A Different Kind of Circus

The first time I saw a Cirque de Soleil performance I was blown away. The beauty of it. The gymnastic skill. The use of colors. The silk ropes. A whole new world.

The second time I saw them I was in Las Vegas for work and saw a performance of Love, a spectacular enthralling experience built around music by the Beatles. It was so amazing I knew it would be worth a second trip to Las Vegas (a city I don't enjoy) just to see it again.

These circus performers were different than those in the traditional circus.  And it brought to mind the Greenhouse movement in the field of care for frail elders.  The Greenhouses look unlike a traditional nursing home. They are managed by a Shabazim, a person whose role breaks all the traditions of the older care models--by creating a small homelike setting with a "homemaker" who provides care and connection.

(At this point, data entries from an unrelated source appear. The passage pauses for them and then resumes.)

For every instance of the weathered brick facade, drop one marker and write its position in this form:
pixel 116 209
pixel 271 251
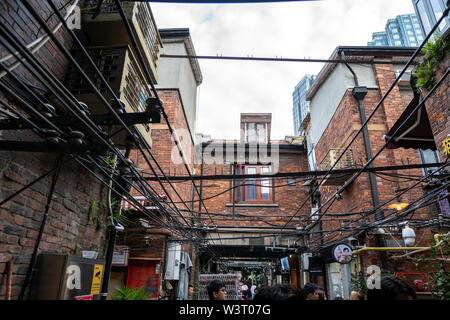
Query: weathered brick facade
pixel 358 197
pixel 68 229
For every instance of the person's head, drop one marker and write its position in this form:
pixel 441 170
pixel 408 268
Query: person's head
pixel 311 291
pixel 322 295
pixel 278 292
pixel 392 288
pixel 216 290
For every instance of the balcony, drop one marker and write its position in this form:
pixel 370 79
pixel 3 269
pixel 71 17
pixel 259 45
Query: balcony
pixel 108 29
pixel 121 70
pixel 346 162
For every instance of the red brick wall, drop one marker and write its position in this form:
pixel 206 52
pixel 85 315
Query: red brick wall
pixel 438 107
pixel 67 228
pixel 287 198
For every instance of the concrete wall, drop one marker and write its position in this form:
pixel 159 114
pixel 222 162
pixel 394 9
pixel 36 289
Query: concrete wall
pixel 324 103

As you reflect on this poem, consider these questions: Where in your own life has something new and vibrant replaced something less life-giving? Think of a time when you were a bit troubled and couldn’t see a way to change but, over time something new emerged. What is our role in this process?


Cirque du Soleil

 

When I grew up

the circus

had the animals

in cages,

the elephants

in lines.

 

Then even as that scene

began to trouble me,

emerged within our lives

a circus of a different kind:

No animals at all,

but humans with trapezes,

trampolines and bicycles.

Instead of ropes and whips,

there were long flowing sheets

of ruby-colored silk

from which the

acrobats could swing.

 

What saved the animals?

 

Was it our seeing

what we’d done to them

and feeling bad?

Or was it

that the beauty

of a way

of doing “circus”

so entirely new,

swept us away,

and saved us from ourselves,

and saved the elephants

and tigers too?

Brown, Judy. A Leader’s Guide to Reflective Practice.2006. p 134-135

With a note of appreciation to the Montreal-based Cirque du Soleil, green architect Bill McDonough, ecological economist Herman Daly, Karl-Henrik Robert of Sweden's Natural Step, Betsy Taylor of the Center for a New American Dream, and legions of leaders everywhere who are helping us leave behind destructive practices by helping us discover a way of life more satisfying and beautiful that the one to which we have stubbornly and fearfully clung.